Americans spend 40 billion dollars annually on herbicides.  Liquid tools sprayed by the gallon to uproot, poison and eradicate.
That must be the reason why so many churches have weeding committees which complain, “They mix our crop, deplete our soil, steal our nutrients and choke our wheat.   Forever tangling up with us, the righteous waves of grain.”
But the God of every committee and every church says, “Let loose of your machete, hang up your hoe, extinguish your matches, shelve your Roundup and stall out your 25cc variable speed Husqvarna brush cutter with the carbide blade.”
God says, “Leave the weeds alone.  Leave the weeds alone.”
Matthew 13:24-30

He put before them another parable: “The kingdom of heaven may be compared to someone who sowed good seed in his field; but while everybody was asleep, an enemy came and sowed weeds among the wheat, and then went away.
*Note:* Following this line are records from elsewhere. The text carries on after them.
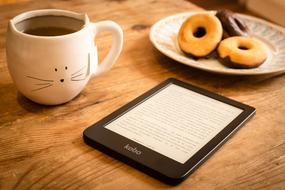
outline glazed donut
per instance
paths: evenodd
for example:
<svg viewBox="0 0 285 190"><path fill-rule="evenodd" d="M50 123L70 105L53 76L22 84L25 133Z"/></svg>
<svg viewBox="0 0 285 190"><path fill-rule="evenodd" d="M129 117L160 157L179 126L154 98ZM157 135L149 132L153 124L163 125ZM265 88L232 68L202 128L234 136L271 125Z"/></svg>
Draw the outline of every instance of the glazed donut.
<svg viewBox="0 0 285 190"><path fill-rule="evenodd" d="M226 66L248 69L258 67L266 60L267 49L259 40L234 36L221 41L218 55Z"/></svg>
<svg viewBox="0 0 285 190"><path fill-rule="evenodd" d="M217 11L216 17L218 17L222 23L224 29L224 38L230 36L248 36L249 29L232 11Z"/></svg>
<svg viewBox="0 0 285 190"><path fill-rule="evenodd" d="M216 49L222 35L222 24L215 15L195 14L182 24L178 33L178 44L184 53L193 57L204 57Z"/></svg>

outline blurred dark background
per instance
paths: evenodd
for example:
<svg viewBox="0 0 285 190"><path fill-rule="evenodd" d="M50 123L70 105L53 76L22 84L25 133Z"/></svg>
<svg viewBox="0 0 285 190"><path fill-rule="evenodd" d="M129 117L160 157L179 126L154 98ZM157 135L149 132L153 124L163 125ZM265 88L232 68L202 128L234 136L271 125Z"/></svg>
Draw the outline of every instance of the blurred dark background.
<svg viewBox="0 0 285 190"><path fill-rule="evenodd" d="M29 1L32 0L0 0L0 5L13 4L19 2L29 2ZM106 0L106 1L111 1L111 0ZM263 0L263 1L262 0L188 0L188 1L206 10L229 9L234 12L257 16L285 27L285 19L284 19L285 0ZM82 3L84 3L84 1L82 1Z"/></svg>
<svg viewBox="0 0 285 190"><path fill-rule="evenodd" d="M188 0L207 10L229 9L285 26L285 0Z"/></svg>
<svg viewBox="0 0 285 190"><path fill-rule="evenodd" d="M188 0L207 10L229 9L235 12L248 13L244 4L238 0Z"/></svg>

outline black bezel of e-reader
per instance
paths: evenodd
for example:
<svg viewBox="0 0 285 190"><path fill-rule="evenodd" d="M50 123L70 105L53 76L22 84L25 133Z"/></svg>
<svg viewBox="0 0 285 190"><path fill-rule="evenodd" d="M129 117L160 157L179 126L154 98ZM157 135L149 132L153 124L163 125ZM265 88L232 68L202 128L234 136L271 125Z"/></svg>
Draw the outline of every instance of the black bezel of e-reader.
<svg viewBox="0 0 285 190"><path fill-rule="evenodd" d="M181 164L173 159L170 159L158 152L155 152L137 142L134 142L126 137L123 137L105 126L116 120L120 116L140 105L148 98L152 97L159 91L163 90L170 84L175 84L180 87L192 90L202 95L208 96L215 100L235 106L243 110L230 124L212 138L205 146L189 158L184 164ZM122 162L125 162L145 173L158 178L165 183L175 185L183 181L193 171L208 158L217 148L219 148L237 129L242 126L255 113L255 108L237 102L235 100L220 96L209 92L199 87L192 86L182 81L170 78L153 89L147 91L143 95L119 108L112 114L98 121L94 125L85 129L83 138L88 145L112 156ZM142 152L137 155L124 148L127 144L136 147Z"/></svg>

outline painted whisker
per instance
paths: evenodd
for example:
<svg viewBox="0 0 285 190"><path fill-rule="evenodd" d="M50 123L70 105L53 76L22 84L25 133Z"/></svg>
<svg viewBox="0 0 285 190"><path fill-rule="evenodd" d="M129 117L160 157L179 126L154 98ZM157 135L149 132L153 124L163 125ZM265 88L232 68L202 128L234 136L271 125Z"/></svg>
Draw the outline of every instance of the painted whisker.
<svg viewBox="0 0 285 190"><path fill-rule="evenodd" d="M73 77L71 77L71 81L82 81L82 80L85 80L86 79L86 77L88 76L88 75L86 75L85 74L85 76L82 76L82 75L84 75L84 73L81 73L81 74L78 74L78 75L76 75L76 76L73 76ZM82 78L83 77L83 78Z"/></svg>
<svg viewBox="0 0 285 190"><path fill-rule="evenodd" d="M44 89L44 88L48 88L48 87L50 87L50 86L52 86L52 84L49 84L49 85L44 86L44 87L36 88L36 89L34 89L34 90L32 90L32 91L38 91L38 90L41 90L41 89Z"/></svg>
<svg viewBox="0 0 285 190"><path fill-rule="evenodd" d="M85 80L85 78L84 79L71 79L71 81L82 81L82 80Z"/></svg>
<svg viewBox="0 0 285 190"><path fill-rule="evenodd" d="M35 84L35 85L48 85L48 84L51 84L51 83L38 83L38 84Z"/></svg>
<svg viewBox="0 0 285 190"><path fill-rule="evenodd" d="M41 78L31 77L31 76L26 76L26 77L31 78L31 79L35 79L35 80L40 80L40 81L53 82L53 80L48 80L48 79L41 79Z"/></svg>
<svg viewBox="0 0 285 190"><path fill-rule="evenodd" d="M80 73L83 69L85 69L85 67L86 67L86 65L84 67L82 67L81 69L79 69L78 71L76 71L75 73L72 73L71 76Z"/></svg>
<svg viewBox="0 0 285 190"><path fill-rule="evenodd" d="M82 70L85 69L86 67L87 67L87 71L85 73L85 76L83 76L83 78L81 77L77 79L78 77L84 75L84 73L82 73ZM88 53L88 64L82 67L80 70L73 73L71 75L71 81L83 81L89 76L89 74L90 74L90 53Z"/></svg>
<svg viewBox="0 0 285 190"><path fill-rule="evenodd" d="M81 76L82 74L80 74L81 73L81 71L83 70L83 69L85 69L87 67L87 72L86 72L86 76L85 76L85 78L89 75L89 72L90 72L90 53L88 53L88 65L85 65L84 67L82 67L81 69L79 69L78 71L76 71L75 73L72 73L71 74L71 78L74 78L74 77L78 77L78 76ZM79 74L79 75L78 75ZM74 76L75 75L75 76Z"/></svg>
<svg viewBox="0 0 285 190"><path fill-rule="evenodd" d="M81 75L83 75L84 73L81 73L81 74L78 74L78 75L75 75L75 76L72 76L71 78L76 78L76 77L80 77Z"/></svg>

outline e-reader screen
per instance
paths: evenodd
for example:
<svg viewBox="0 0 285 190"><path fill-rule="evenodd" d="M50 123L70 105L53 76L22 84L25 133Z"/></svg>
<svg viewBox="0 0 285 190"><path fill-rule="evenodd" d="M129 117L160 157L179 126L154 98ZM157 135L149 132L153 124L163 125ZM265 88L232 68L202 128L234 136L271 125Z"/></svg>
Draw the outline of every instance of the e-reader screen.
<svg viewBox="0 0 285 190"><path fill-rule="evenodd" d="M242 112L170 83L105 128L184 164Z"/></svg>

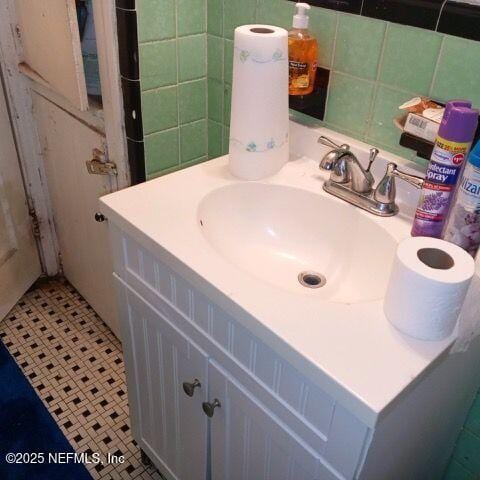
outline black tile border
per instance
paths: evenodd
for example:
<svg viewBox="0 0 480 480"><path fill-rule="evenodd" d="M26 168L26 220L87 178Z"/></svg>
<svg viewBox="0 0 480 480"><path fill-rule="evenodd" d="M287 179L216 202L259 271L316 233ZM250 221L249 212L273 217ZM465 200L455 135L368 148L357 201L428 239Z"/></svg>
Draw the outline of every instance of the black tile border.
<svg viewBox="0 0 480 480"><path fill-rule="evenodd" d="M314 91L310 95L290 96L289 107L297 112L323 120L327 104L329 80L330 70L318 67Z"/></svg>
<svg viewBox="0 0 480 480"><path fill-rule="evenodd" d="M127 139L127 150L132 185L143 183L146 180L145 145L143 142Z"/></svg>
<svg viewBox="0 0 480 480"><path fill-rule="evenodd" d="M131 184L146 180L135 0L116 0L118 57Z"/></svg>
<svg viewBox="0 0 480 480"><path fill-rule="evenodd" d="M313 7L330 8L340 12L357 14L360 14L362 9L362 0L310 0L308 3Z"/></svg>
<svg viewBox="0 0 480 480"><path fill-rule="evenodd" d="M137 12L117 8L117 34L120 74L139 80Z"/></svg>
<svg viewBox="0 0 480 480"><path fill-rule="evenodd" d="M135 10L135 0L115 0L115 6L125 10Z"/></svg>
<svg viewBox="0 0 480 480"><path fill-rule="evenodd" d="M447 1L437 30L457 37L480 40L480 6Z"/></svg>
<svg viewBox="0 0 480 480"><path fill-rule="evenodd" d="M310 0L309 3L480 41L480 5L451 0Z"/></svg>
<svg viewBox="0 0 480 480"><path fill-rule="evenodd" d="M362 15L435 30L443 0L364 0Z"/></svg>
<svg viewBox="0 0 480 480"><path fill-rule="evenodd" d="M122 78L122 91L127 137L141 142L143 140L143 125L140 82Z"/></svg>

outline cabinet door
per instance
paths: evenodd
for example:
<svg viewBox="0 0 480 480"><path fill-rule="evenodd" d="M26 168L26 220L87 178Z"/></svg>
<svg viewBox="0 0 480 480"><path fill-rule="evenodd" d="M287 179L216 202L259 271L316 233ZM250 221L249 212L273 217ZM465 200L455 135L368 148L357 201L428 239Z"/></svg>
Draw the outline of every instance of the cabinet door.
<svg viewBox="0 0 480 480"><path fill-rule="evenodd" d="M212 480L337 478L294 432L214 361L209 363Z"/></svg>
<svg viewBox="0 0 480 480"><path fill-rule="evenodd" d="M205 480L208 360L165 317L117 279L135 439L167 477ZM198 380L188 396L183 383Z"/></svg>

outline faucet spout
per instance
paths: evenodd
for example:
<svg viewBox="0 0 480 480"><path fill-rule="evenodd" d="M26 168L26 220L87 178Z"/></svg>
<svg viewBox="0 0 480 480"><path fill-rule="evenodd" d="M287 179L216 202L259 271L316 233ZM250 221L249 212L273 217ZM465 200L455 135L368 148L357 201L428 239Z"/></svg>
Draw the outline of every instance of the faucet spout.
<svg viewBox="0 0 480 480"><path fill-rule="evenodd" d="M330 180L334 183L348 183L356 193L371 192L375 182L370 171L363 168L352 152L344 153L336 159L330 173Z"/></svg>
<svg viewBox="0 0 480 480"><path fill-rule="evenodd" d="M363 168L354 155L345 155L351 188L356 193L369 193L373 187L373 176Z"/></svg>

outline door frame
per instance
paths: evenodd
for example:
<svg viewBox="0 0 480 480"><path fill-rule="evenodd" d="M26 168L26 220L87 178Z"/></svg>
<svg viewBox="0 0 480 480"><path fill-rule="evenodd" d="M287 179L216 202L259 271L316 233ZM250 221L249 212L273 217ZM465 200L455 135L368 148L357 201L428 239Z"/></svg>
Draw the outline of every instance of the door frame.
<svg viewBox="0 0 480 480"><path fill-rule="evenodd" d="M18 70L19 45L12 1L0 2L0 64L12 130L18 150L20 170L30 210L38 220L38 246L42 270L47 275L59 271L58 243L53 223L42 148L32 116L32 99L27 78Z"/></svg>
<svg viewBox="0 0 480 480"><path fill-rule="evenodd" d="M117 166L117 188L131 185L123 109L115 0L93 0L108 158Z"/></svg>
<svg viewBox="0 0 480 480"><path fill-rule="evenodd" d="M123 96L118 56L117 17L115 0L94 0L93 14L101 85L104 130L107 155L117 166L118 175L112 178L112 186L122 189L131 184L127 157ZM27 201L35 212L39 226L38 246L42 270L56 275L61 270L60 251L55 231L53 210L48 190L43 149L32 115L31 90L39 91L52 103L68 111L80 121L87 121L98 128L95 115L80 112L69 102L44 85L32 80L19 69L21 43L16 28L14 0L0 2L0 65L3 67L7 103L18 149L20 168L25 182ZM83 114L82 114L83 113ZM91 122L89 120L92 120ZM116 183L116 185L115 185Z"/></svg>

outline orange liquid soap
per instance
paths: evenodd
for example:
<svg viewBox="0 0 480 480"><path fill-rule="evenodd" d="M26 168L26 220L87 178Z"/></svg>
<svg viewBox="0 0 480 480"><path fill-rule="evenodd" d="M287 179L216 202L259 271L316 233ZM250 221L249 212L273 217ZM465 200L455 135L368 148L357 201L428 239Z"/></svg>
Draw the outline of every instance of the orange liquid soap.
<svg viewBox="0 0 480 480"><path fill-rule="evenodd" d="M288 32L288 93L289 95L308 95L315 87L317 73L318 43L308 31L310 9L307 3L297 3L293 28Z"/></svg>

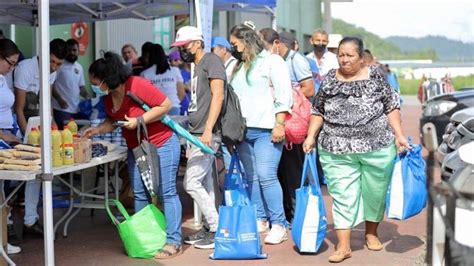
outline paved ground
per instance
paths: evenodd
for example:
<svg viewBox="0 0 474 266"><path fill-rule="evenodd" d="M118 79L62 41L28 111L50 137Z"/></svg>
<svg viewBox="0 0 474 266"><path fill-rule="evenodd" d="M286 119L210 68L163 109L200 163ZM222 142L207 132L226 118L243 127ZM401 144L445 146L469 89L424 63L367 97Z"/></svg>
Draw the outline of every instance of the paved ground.
<svg viewBox="0 0 474 266"><path fill-rule="evenodd" d="M403 126L407 136L419 142L418 119L421 114L419 104L414 97L404 97ZM324 189L325 201L330 210L331 199ZM192 204L187 195L182 195L185 221L183 234L188 235L196 228L192 225ZM55 218L61 216L63 209L55 210ZM332 217L329 211L328 221ZM364 228L356 228L352 236L352 258L343 262L346 265L423 265L426 239L426 212L407 221L386 219L380 226L380 238L384 249L380 252L368 251L364 246ZM172 260L157 263L153 260L128 258L122 249L121 241L114 226L103 211L83 211L72 222L68 238L58 237L55 242L57 265L327 265L327 257L333 252L336 241L332 224L327 238L316 255L300 255L290 239L281 245L264 245L268 253L266 260L252 261L213 261L208 259L209 251L197 250L185 246L183 255ZM43 240L40 238L24 239L20 246L22 253L13 255L18 265L42 265Z"/></svg>

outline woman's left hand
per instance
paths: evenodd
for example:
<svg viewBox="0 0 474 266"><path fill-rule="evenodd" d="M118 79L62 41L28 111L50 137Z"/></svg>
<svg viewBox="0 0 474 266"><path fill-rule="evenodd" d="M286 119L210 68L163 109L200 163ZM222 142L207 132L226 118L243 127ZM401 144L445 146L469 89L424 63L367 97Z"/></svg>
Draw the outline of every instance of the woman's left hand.
<svg viewBox="0 0 474 266"><path fill-rule="evenodd" d="M125 120L127 120L127 123L123 125L124 128L130 130L137 128L138 119L136 117L128 117L127 115L125 115Z"/></svg>
<svg viewBox="0 0 474 266"><path fill-rule="evenodd" d="M285 126L277 124L272 130L272 142L282 142L285 140Z"/></svg>
<svg viewBox="0 0 474 266"><path fill-rule="evenodd" d="M411 150L412 147L408 143L408 140L405 136L395 136L395 145L397 146L398 152L403 152L404 150Z"/></svg>

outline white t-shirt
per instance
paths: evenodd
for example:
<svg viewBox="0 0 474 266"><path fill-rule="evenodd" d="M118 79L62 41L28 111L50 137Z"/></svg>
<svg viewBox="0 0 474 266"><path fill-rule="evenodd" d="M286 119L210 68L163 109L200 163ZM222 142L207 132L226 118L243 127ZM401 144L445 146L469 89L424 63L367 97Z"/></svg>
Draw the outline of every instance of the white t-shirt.
<svg viewBox="0 0 474 266"><path fill-rule="evenodd" d="M165 73L157 75L156 65L153 65L143 71L140 76L151 81L156 88L162 91L171 100L173 107L181 107L177 83L183 82L183 76L181 76L179 68L171 67Z"/></svg>
<svg viewBox="0 0 474 266"><path fill-rule="evenodd" d="M0 129L12 128L12 106L15 103L15 95L3 75L0 75L0 95Z"/></svg>
<svg viewBox="0 0 474 266"><path fill-rule="evenodd" d="M56 79L56 72L49 74L49 84L53 84ZM15 69L14 72L14 85L15 88L24 90L26 92L39 92L39 64L38 57L33 56L22 60Z"/></svg>
<svg viewBox="0 0 474 266"><path fill-rule="evenodd" d="M230 78L232 77L232 72L234 72L234 67L237 64L238 60L231 56L227 61L224 63L225 67L225 74L227 76L227 82L230 82Z"/></svg>
<svg viewBox="0 0 474 266"><path fill-rule="evenodd" d="M339 63L337 62L337 57L335 54L326 50L321 58L321 64L318 63L318 59L314 55L314 52L310 52L306 55L307 58L313 59L316 62L316 65L319 69L319 74L324 77L331 69L338 69Z"/></svg>
<svg viewBox="0 0 474 266"><path fill-rule="evenodd" d="M58 101L53 97L51 102L55 110L60 110L75 114L79 111L79 102L81 101L81 86L84 86L84 71L82 66L77 63L64 61L56 75L54 87L61 98L66 101L68 107L61 108Z"/></svg>

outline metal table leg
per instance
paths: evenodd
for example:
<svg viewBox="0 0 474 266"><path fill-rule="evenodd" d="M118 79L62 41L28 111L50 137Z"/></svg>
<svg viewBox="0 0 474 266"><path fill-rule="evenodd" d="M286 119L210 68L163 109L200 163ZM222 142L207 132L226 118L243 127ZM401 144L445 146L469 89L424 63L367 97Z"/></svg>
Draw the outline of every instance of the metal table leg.
<svg viewBox="0 0 474 266"><path fill-rule="evenodd" d="M81 171L81 178L82 178L82 172ZM61 182L65 182L64 180L62 180L61 178L59 178L59 180ZM70 184L73 184L74 182L74 174L73 173L69 173L69 183ZM69 188L69 186L68 186ZM59 221L56 222L56 224L54 225L54 235L56 236L56 232L59 228L59 226L64 222L66 221L67 217L69 217L69 215L72 213L72 209L74 208L74 191L69 188L69 208L68 210L66 211L66 213L61 217L61 219L59 219Z"/></svg>

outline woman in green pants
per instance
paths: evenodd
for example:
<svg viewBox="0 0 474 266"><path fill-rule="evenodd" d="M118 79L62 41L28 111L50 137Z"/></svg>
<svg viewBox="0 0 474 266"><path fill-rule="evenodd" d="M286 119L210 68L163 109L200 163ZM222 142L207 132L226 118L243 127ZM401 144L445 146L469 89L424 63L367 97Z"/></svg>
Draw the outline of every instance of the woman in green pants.
<svg viewBox="0 0 474 266"><path fill-rule="evenodd" d="M400 97L377 66L367 66L361 39L344 38L339 69L331 70L316 95L305 152L316 145L329 194L338 244L330 262L351 256L351 228L365 221L368 249L383 248L377 227L397 148L410 148L403 136ZM320 132L321 131L321 132Z"/></svg>

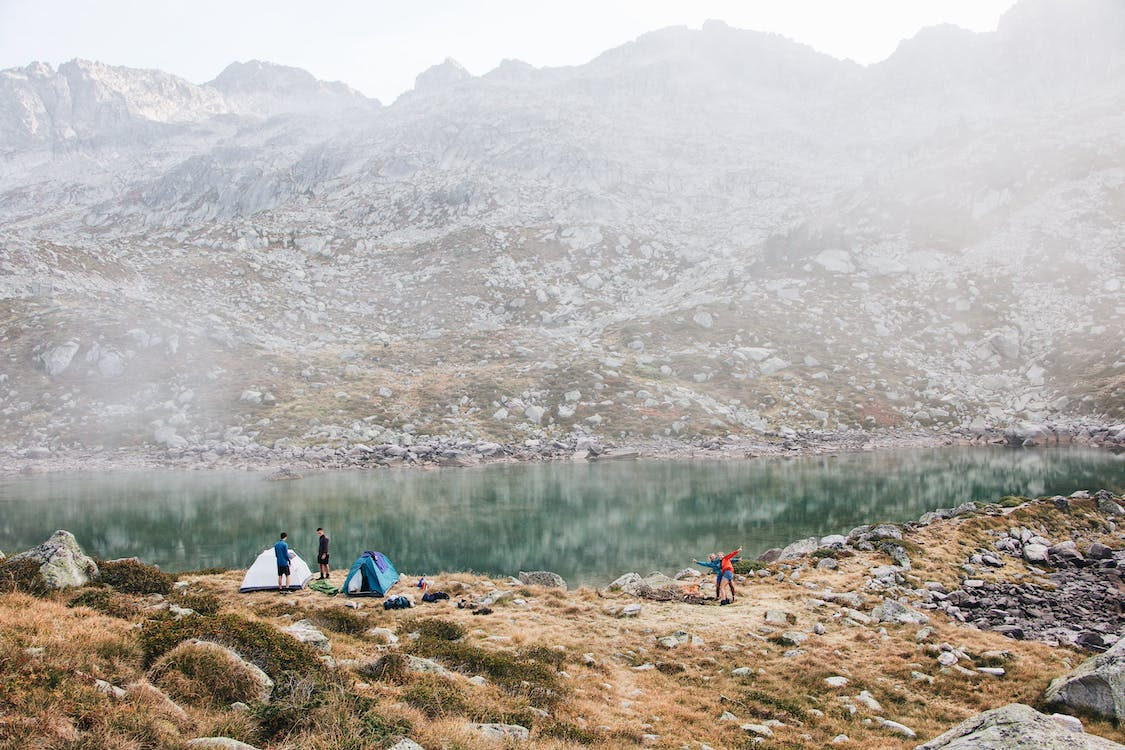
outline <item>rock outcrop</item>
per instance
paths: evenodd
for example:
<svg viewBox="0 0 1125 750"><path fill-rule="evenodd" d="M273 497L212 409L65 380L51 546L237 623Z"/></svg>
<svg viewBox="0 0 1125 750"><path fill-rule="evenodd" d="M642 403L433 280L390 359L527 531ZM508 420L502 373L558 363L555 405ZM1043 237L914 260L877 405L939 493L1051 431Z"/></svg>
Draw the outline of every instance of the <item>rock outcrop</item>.
<svg viewBox="0 0 1125 750"><path fill-rule="evenodd" d="M545 586L553 589L566 589L566 581L558 573L549 570L520 571L520 583L527 586Z"/></svg>
<svg viewBox="0 0 1125 750"><path fill-rule="evenodd" d="M1049 704L1125 721L1125 639L1052 681L1044 698Z"/></svg>
<svg viewBox="0 0 1125 750"><path fill-rule="evenodd" d="M94 559L78 545L74 534L62 529L51 534L42 544L12 555L9 560L34 560L39 563L39 574L52 589L85 586L100 577Z"/></svg>
<svg viewBox="0 0 1125 750"><path fill-rule="evenodd" d="M915 750L1125 750L1086 734L1070 717L1057 719L1012 703L977 714Z"/></svg>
So when the plants came up and bore grain, then the weeds appeared as well. And the slaves of the householder came and said to him, ‘Master, did you not sow good seed in your field? Where, then, did these weeds come from?’ He answered, ‘An enemy has done this.’ The slaves said to him, ‘Then do you want us to go and gather them?’ But he replied, ‘No; for in gathering the weeds you would uproot the wheat along with them. Let both of them grow together until the harvest; and at harvest time I will tell the reapers, Collect the weeds first and bind them in bundles to be burned, but gather the wheat into my barn.’”

Why not pull up the weeds?
Congregational Responses:
Both weed and wheat are created by God, deserving of life.
There’s no way to uproot the weeds without harming the wheat.
Weeds, with their deep roots, bring nutrients to the surface for shallowed rooted perennials.

Beware you who are certain of your root stock.  Wheat can be a high maintenance crop, often needing constant irrigation and burning fertilizer, an enormous effort for a minuscule yield.
Why not pull up the weeds?  Because in God’s garden we don’t reap what we sow, none of us can tell the difference between a tare and a grain, unruly growth is cultivated over a pure harvest, and while we all bud on earth, none of us bloom until heaven.
Cloves invite earthworms, Goldenrod seduce insects, Dandelions attract honeybees, Milkweed offer Monarch butterflies habitat and Radium is a balm for skin cancer.  Weeds in Palestine are bundled and burned as the fuel source to keep the poor warm on frigid Holy Land nights.
Let the Good News take root, “A weed is but an unloved flower,” says Ella Wheeler Wilcox.
He shone like the sun so we could spread our leaves.  He poured out his life as living water to slake our thirst.  He broke his body to nourish our soil.  Jesus wore a crown of weeds because he loved having a green thumb for every plant you can’t buy at the nursery.
Jesus was a weed keeper.  Jesus was a weed keeper.  Jesus was a weed keeper.
The good people of Kinston, N.C. believe a miracle was visited upon them.  It grew furiously up the telephone pole and across the power lines, a tangle of vines that looks like Savior of the world hanging on a cross, a canopy of God’s protection for their fair city.  It’s the miracle vine of the South… Kudzu.